Earlier this month, playwright Nick Payne joined fellow writer April de Angelis and Elyse Dodgson, Head of the Royal Court’s International Department to visit Tbilisi in Georgia. This was the first phase of a new project working with writers from the Ukraine and Georgia.
This was the first time Nick had taken part in one of the Royal Court’s international projects and here he writes about his experience there:
Visiting Georgia with the International Department recently was a bit of a jump into the unknown. I knew very little about the country itself or indeed its theatre. Likewise, I am embarrassed to say that I speak no language beyond English and was both fascinated and a little anxious to see how the logistics of working with a mixture of seven Georgian writers and seven Ukranian writers would be managed.
The workshops began on Sunday 8th May and I arrived in Tbilisi at midnight on Saturday 7th. As I made my way to the Marjanishvili Theatre (our base for the week), I was wondering quite what I had let myself in for. Fortunately, it became immediately apparent that I need not have worried. The writers were intensely hospitable and wonderfully idiosyncratic. Our various translators worked diligently, attempting, for instance, to translate the concept of a ‘first draft’ into both Georgian and Ukranian simultaneously (at one point, I wondered if ‘draft’ had become ‘beer’).
Over the course of the week, I learnt a huge amount not only about the playwrights themselves, but also about their respective countries. Each and every one of them talked passionately and uncertainly about being part of a generation still living in the shadow of the Soviet regime. We heard about an apparent ‘crisis of masculinity’ taking place in Ukraine. We heard of the lack of provisions for the elderly population of Georgia and the stigma attached to the notion of placing the elderly into care. We heard of the creeping fear that stems from four wars in fourteen years, of the quarter of the female workforce that are leaving Georgia to seek work abroad, of the unease within certain parts of Ukraine toward those living with disability … Above all, I was struck by each of the writer’s yearning for an ideology that they can call their own. An ideology that is both distinct and separate from not only their parents, but also that of their grandparents.

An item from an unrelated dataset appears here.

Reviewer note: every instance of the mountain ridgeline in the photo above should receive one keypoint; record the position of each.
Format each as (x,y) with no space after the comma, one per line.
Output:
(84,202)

I hope the above doesn’t give the impression that the playwrights – or indeed the inhabitants of Tbilisi itself – were in anyway partial to a little wallowing or introspection. This could not be further from the truth. On our final night in Tbilisi, the playwrights insisted upon taking us to a restaurant renowned for its freshly baked bread. They chose a vast array of dishes for us to try (Khachapuri!). As the evening wore on, one of the writers revealed himself as an incredibly adept performer of opera and took to the karaoke machine. Likewise, the boundless enthusiasm of another of the playwright’s was showcased via a series of intensely funny and heartfelt toasts. I left Tbilisi quietly enthused by the inquisitive, unwavering generosity and determination of the fourteen playwrights. I can’t wait to read their plays.